Passé par les rédactions du Canard Enchaîné, de L'Express, et désormais au Figaro Littéraire, Philippe Tesson a une vie de critique derrière lui, et rachète les meilleurs livres qu'il a lu, pour en avoir une version neuve dans sa bibliothèque. À présent, une question le taraude : « Plus on vieillit, plus on respecte le point de vue du lecteur », remarque-t-il. « Quand j'étais au Canard Enchaîné, je parlais volontiers en mon nom personnel. Aujourd'hui, au Figaro, je prends beaucoup plus en compte le point de vue du lecteur. »
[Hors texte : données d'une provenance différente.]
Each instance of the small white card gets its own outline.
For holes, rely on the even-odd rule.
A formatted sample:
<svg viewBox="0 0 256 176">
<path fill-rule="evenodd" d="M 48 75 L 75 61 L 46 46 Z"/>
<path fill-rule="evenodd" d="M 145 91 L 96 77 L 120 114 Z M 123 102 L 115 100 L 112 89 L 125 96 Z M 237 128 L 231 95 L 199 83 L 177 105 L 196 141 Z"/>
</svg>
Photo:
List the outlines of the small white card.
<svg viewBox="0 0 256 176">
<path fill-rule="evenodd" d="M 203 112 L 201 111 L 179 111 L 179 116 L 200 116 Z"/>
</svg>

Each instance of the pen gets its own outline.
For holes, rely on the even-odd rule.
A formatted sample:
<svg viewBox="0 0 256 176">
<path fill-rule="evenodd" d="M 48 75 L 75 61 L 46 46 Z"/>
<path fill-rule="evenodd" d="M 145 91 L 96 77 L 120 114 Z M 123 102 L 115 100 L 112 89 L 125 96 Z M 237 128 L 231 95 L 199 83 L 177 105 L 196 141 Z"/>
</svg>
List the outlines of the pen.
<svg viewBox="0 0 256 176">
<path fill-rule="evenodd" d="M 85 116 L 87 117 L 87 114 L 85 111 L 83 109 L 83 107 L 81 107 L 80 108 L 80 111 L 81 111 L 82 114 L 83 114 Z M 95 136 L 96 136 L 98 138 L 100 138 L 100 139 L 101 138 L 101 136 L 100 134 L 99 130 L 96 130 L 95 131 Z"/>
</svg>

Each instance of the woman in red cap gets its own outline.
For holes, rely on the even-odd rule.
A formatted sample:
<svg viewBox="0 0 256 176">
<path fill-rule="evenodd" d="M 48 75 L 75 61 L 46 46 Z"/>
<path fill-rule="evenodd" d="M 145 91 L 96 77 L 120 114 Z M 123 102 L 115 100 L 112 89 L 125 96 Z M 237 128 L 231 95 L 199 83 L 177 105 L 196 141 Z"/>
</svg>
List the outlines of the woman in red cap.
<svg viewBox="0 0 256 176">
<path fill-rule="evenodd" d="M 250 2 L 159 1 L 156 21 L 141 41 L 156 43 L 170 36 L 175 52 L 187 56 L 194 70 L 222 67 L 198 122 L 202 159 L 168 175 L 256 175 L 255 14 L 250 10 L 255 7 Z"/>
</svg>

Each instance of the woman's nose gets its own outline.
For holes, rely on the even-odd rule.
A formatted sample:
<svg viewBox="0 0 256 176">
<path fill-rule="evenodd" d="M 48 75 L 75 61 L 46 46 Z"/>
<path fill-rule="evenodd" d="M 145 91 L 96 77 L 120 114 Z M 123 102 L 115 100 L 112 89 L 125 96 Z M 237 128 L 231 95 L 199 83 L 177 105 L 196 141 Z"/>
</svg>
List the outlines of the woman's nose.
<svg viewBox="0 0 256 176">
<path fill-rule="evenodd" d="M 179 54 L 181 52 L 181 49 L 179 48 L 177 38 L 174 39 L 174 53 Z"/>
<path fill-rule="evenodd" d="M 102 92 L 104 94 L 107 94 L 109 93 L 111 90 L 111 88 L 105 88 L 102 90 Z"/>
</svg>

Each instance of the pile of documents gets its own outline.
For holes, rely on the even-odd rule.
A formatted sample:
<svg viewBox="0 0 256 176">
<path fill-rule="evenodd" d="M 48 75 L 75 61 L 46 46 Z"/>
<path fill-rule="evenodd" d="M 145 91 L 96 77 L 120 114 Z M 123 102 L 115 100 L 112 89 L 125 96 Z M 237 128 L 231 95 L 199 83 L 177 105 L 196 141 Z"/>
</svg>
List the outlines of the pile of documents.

« Par exemple, quand le Renaudot couronne Moix, pour un livre qui ne peut pas marcher, c'est Franz Olivier-Giesbert, qui a de la liberté un sens très provocateur, qui persuade ses camarades que c'est le livre qui l'a le plus intéressé, sans tenir compte de la légitimité populaire... Moi, ce n'est plus mon point de vue. C'est un débat important, qui touche à la responsabilité du critique. »
Au moment de rejoindre ses camarades pour débattre de la troisième et dernière sélection du Prix Interallié, Philippe Tesson nous fait remarquer que la récompense n'est pas financée ou mécénée. Chez Lasserre, restaurant fétiche du Prix et de Malraux, le repas ne leur est pas offert, mais proposé à des conditions favorables. Simple question d'indépendance.